The local and cantonal tax rate in Buchholterberg is one of the lowest in the canton. In 2012 the average local and cantonal tax rate on a married resident, with two children, of Buchholterberg making 150,000 CHF was 12.1%, while an unmarried resident's rate was 18.1%. For comparison, the average rate for the entire canton in 2011, was 14.2% and 22.0%, while the nationwide average was 12.3% and 21.1% respectively.

In 2010 there were a total of 642 tax payers in the municipality. Of that total, 158 made over 75,000 CHF per year. There were 5 people who made between 15,000 and 20,000 per year. The greatest number of workers, 186, made between 50,000 and 75,000 CHF per year. The average income of the over 75,000 CHF group in Buchholterberg was 114,296 CHF, while the average across all of Switzerland was 131,244 CHF.

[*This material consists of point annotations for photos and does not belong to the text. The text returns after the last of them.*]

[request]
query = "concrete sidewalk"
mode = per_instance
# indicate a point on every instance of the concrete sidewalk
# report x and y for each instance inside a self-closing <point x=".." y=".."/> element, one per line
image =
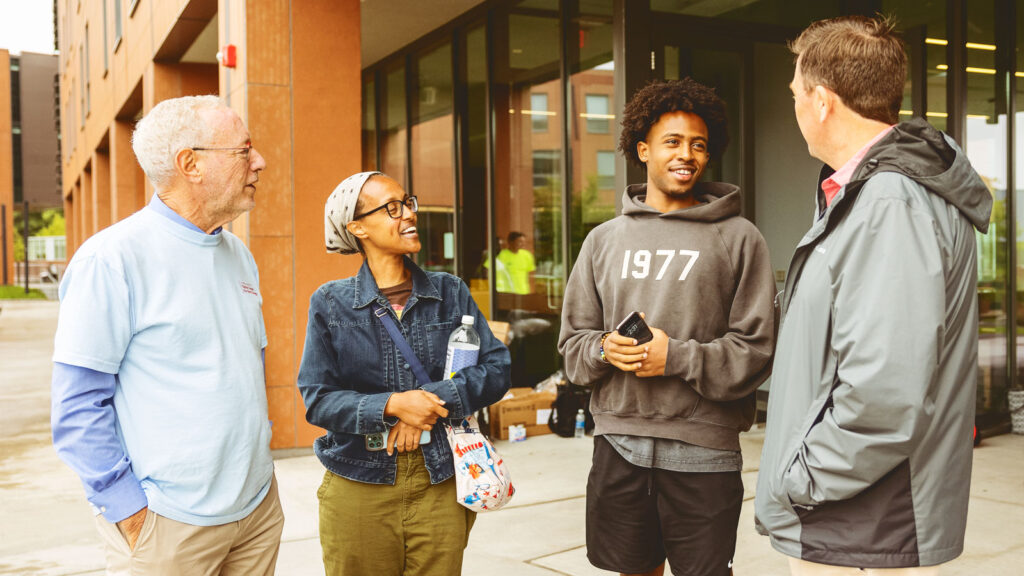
<point x="47" y="527"/>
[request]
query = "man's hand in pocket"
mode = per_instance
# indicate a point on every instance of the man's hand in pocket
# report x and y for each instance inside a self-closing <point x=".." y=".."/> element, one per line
<point x="131" y="527"/>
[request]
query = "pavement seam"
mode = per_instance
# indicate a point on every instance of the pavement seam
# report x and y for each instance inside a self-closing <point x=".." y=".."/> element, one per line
<point x="555" y="501"/>
<point x="541" y="566"/>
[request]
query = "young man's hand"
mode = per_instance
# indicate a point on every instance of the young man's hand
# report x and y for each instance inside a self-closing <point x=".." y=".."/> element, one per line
<point x="657" y="353"/>
<point x="419" y="409"/>
<point x="402" y="438"/>
<point x="131" y="527"/>
<point x="624" y="353"/>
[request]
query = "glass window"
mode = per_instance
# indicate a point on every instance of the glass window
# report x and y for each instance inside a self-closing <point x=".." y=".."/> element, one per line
<point x="528" y="184"/>
<point x="1018" y="81"/>
<point x="474" y="225"/>
<point x="392" y="132"/>
<point x="433" y="158"/>
<point x="592" y="137"/>
<point x="539" y="111"/>
<point x="924" y="26"/>
<point x="597" y="114"/>
<point x="797" y="13"/>
<point x="985" y="145"/>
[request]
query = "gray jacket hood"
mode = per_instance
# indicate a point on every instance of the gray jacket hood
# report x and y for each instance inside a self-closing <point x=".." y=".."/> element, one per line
<point x="932" y="159"/>
<point x="718" y="202"/>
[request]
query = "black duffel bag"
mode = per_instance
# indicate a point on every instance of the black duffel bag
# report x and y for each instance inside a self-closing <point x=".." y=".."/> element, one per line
<point x="570" y="398"/>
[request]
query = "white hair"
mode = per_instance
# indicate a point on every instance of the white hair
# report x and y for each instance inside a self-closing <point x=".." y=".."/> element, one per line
<point x="171" y="126"/>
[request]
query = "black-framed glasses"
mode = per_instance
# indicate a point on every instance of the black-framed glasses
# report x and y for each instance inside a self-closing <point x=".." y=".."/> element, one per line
<point x="246" y="149"/>
<point x="394" y="208"/>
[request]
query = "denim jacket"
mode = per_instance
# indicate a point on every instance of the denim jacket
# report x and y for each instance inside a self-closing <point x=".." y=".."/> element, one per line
<point x="350" y="367"/>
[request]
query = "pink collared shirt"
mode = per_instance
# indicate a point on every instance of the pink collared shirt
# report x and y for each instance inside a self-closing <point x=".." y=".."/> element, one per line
<point x="841" y="177"/>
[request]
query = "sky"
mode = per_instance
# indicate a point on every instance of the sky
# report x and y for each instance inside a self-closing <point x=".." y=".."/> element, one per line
<point x="27" y="26"/>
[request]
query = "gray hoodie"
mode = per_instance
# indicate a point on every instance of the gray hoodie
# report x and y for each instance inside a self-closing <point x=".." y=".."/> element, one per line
<point x="702" y="276"/>
<point x="866" y="460"/>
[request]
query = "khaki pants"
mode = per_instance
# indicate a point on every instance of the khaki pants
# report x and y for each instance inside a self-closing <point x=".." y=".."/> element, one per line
<point x="166" y="547"/>
<point x="804" y="568"/>
<point x="413" y="528"/>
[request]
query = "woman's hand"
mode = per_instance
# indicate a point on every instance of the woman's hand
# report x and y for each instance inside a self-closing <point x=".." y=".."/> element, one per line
<point x="403" y="438"/>
<point x="416" y="408"/>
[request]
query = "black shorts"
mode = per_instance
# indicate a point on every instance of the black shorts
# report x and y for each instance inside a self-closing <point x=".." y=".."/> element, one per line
<point x="637" y="517"/>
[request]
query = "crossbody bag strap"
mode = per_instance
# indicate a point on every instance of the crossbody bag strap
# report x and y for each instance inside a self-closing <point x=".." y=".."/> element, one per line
<point x="399" y="340"/>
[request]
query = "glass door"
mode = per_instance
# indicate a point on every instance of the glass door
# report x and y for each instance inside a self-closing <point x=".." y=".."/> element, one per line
<point x="528" y="182"/>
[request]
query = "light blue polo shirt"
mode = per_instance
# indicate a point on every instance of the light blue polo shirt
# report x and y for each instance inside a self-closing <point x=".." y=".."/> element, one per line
<point x="176" y="315"/>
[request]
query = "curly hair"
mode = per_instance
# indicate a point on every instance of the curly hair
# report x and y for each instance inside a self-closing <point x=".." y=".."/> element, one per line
<point x="658" y="97"/>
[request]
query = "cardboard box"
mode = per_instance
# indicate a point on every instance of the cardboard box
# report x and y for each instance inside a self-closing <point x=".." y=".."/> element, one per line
<point x="521" y="406"/>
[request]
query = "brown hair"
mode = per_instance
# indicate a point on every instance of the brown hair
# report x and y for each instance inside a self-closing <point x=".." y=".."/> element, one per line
<point x="859" y="58"/>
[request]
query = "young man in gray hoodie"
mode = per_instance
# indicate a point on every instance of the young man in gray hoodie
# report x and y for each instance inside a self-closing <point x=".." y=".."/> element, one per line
<point x="666" y="482"/>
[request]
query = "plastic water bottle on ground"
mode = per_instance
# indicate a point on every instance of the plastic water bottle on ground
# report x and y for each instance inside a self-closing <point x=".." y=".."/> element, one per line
<point x="464" y="347"/>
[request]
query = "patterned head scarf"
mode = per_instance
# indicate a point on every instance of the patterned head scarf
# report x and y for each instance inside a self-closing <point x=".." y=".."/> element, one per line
<point x="338" y="212"/>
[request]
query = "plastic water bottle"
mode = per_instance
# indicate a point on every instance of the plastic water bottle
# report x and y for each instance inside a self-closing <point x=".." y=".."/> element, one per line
<point x="464" y="347"/>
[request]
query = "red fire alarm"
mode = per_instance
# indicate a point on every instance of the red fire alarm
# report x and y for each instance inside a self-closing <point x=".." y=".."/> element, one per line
<point x="226" y="55"/>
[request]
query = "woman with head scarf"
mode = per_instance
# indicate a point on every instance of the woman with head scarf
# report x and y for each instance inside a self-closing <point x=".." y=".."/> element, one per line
<point x="390" y="511"/>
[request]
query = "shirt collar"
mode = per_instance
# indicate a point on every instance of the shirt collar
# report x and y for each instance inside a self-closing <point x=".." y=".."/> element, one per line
<point x="367" y="290"/>
<point x="158" y="206"/>
<point x="841" y="177"/>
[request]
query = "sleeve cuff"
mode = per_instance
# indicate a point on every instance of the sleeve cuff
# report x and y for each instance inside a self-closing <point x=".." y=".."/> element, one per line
<point x="121" y="499"/>
<point x="446" y="391"/>
<point x="678" y="361"/>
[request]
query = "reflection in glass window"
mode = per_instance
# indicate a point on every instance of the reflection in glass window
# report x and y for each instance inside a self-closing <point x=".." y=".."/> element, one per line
<point x="606" y="169"/>
<point x="598" y="117"/>
<point x="433" y="168"/>
<point x="546" y="167"/>
<point x="592" y="137"/>
<point x="528" y="187"/>
<point x="924" y="26"/>
<point x="985" y="145"/>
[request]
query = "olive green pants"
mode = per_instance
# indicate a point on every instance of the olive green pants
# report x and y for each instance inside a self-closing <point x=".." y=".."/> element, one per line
<point x="413" y="528"/>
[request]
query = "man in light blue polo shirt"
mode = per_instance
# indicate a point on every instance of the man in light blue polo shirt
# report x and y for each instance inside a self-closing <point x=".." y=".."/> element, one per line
<point x="159" y="401"/>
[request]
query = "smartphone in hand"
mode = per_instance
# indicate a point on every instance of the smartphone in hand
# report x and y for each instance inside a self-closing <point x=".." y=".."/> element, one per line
<point x="634" y="327"/>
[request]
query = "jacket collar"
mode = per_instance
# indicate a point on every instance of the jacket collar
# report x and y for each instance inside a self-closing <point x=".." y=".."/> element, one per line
<point x="367" y="291"/>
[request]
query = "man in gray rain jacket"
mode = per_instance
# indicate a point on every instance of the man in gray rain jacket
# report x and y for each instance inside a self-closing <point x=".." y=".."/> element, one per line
<point x="866" y="460"/>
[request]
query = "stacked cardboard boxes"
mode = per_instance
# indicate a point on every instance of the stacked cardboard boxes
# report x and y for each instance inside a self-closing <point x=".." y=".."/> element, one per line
<point x="521" y="406"/>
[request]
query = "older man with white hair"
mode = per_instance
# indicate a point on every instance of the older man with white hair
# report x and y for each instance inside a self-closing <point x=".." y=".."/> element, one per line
<point x="159" y="399"/>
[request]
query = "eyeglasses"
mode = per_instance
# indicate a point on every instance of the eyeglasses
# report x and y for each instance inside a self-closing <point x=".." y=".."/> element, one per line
<point x="394" y="208"/>
<point x="246" y="149"/>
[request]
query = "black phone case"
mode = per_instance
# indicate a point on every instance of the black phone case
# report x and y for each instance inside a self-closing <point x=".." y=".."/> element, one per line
<point x="635" y="327"/>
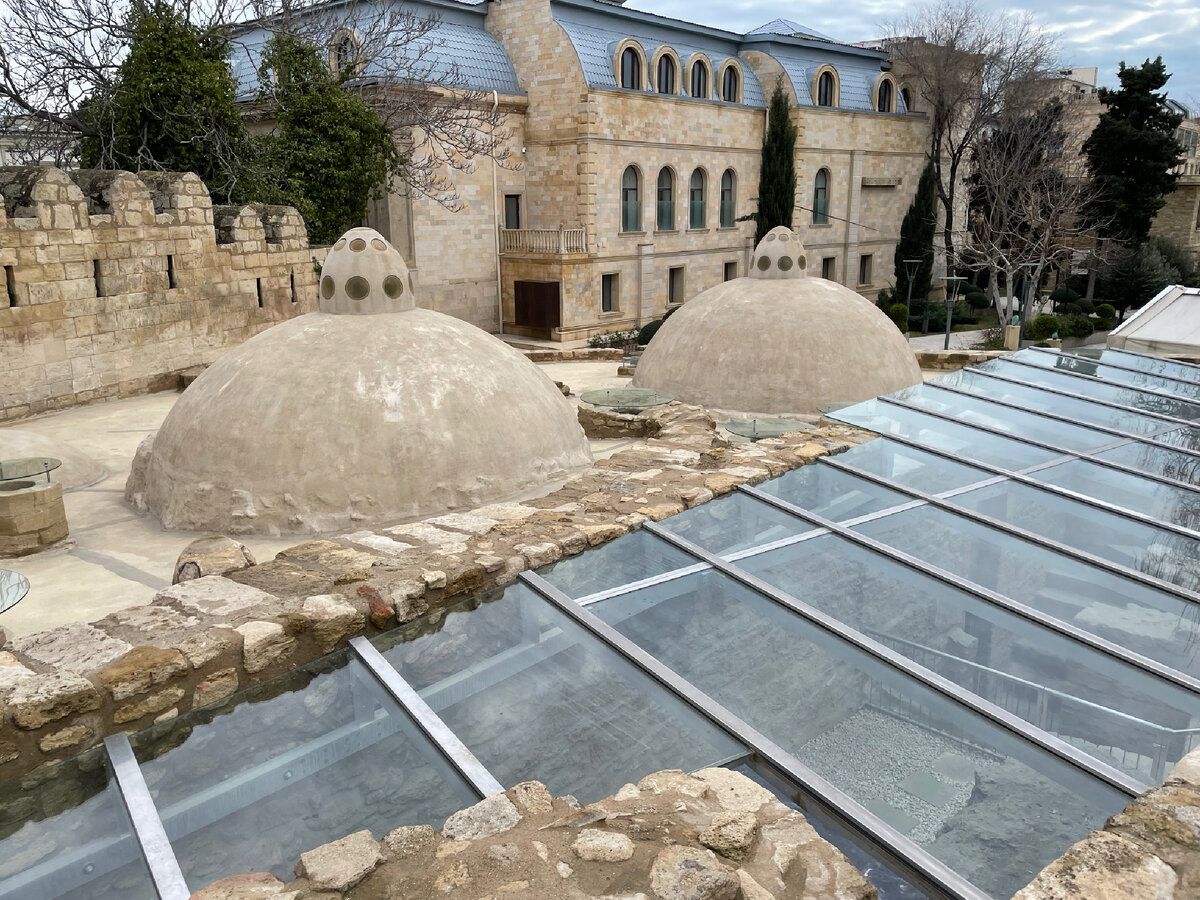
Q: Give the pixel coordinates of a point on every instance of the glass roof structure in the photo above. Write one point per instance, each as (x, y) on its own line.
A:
(957, 648)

In 2011 a total of 1.6% of the population received direct financial assistance from the government.

==Politics==
In the 2011 federal election the most popular party was the Swiss People's Party (SVP) which received 53.7% of the vote. The next three most popular parties were the Conservative Democratic Party (BDP) (11.7%), the Federal Democratic Union of Switzerland (EDU) (9.8%) and the Social Democratic Party (SP) (5.3%). In the federal election, a total of 659 votes were cast, and the voter turnout was 52.7%.

==Religion==
From the 2000 census, 1,175 or 79.8% belonged to the Swiss Reformed Church, while 37 or 2.5% were Roman Catholic. Of the rest of the population, there was 1 member of an Orthodox church, and there were 126 individuals (or about 8.55% of the population) who belonged to another Christian church. There were 8 (or about 0.54% of the population) who were Muslim. There was 1 person who was Hindu. 38 (or about 2.58% of the population) belonged to no church, are agnostic or atheist, and 87 individuals (or about 5.91% of the population) did not answer the question.

==Education==
In Buchholterberg about 56% of the population have completed non-mandatory upper secondary education, and 11.5% have completed additional higher education (either university or a Fachhochschule). Of the 93 who had completed some form of tertiary schooling listed in the census, 75.3% were Swiss men, 20.4% were Swiss women.

The Canton of Bern school system provides one year of non-obligatory Kindergarten, followed by six years of Primary school. This is followed by three years of obligatory lower Secondary school where the students are separated according to ability and aptitude. Following the lower Secondary students may attend additional schooling or they may enter an apprenticeship.

During the 2012–13 school year, there were a total of 155 students attending classes in Buchholterberg. There were a total of 23 students in the German language kindergarten classes in the municipality. Of the kindergarten students, 8.7% were permanent or temporary residents of Switzerland (not citizens) and have a different mother language than the classroom language. The municipality's primary school had 99 students in German language classes. Of the primary students, 3.0% were permanent or temporary residents of Switzerland (not citizens) and 1.0% have a different mother language than the classroom language. During the same year, the lower secondary schools in neighboring municipalities had a total of 33 students from Bucholterberg. There were 6.1% who were permanent or temporary residents of Switzerland (not citizens) and 3.0% have a different mother language than the classroom language.

As of In 2000 2000, there were a total of 177 students attending any school in the municipality. Of those, 172 both lived and attended school in the municipality, while 5 students came from another municipality. During the same year, 65 residents attended schools outside the municipality.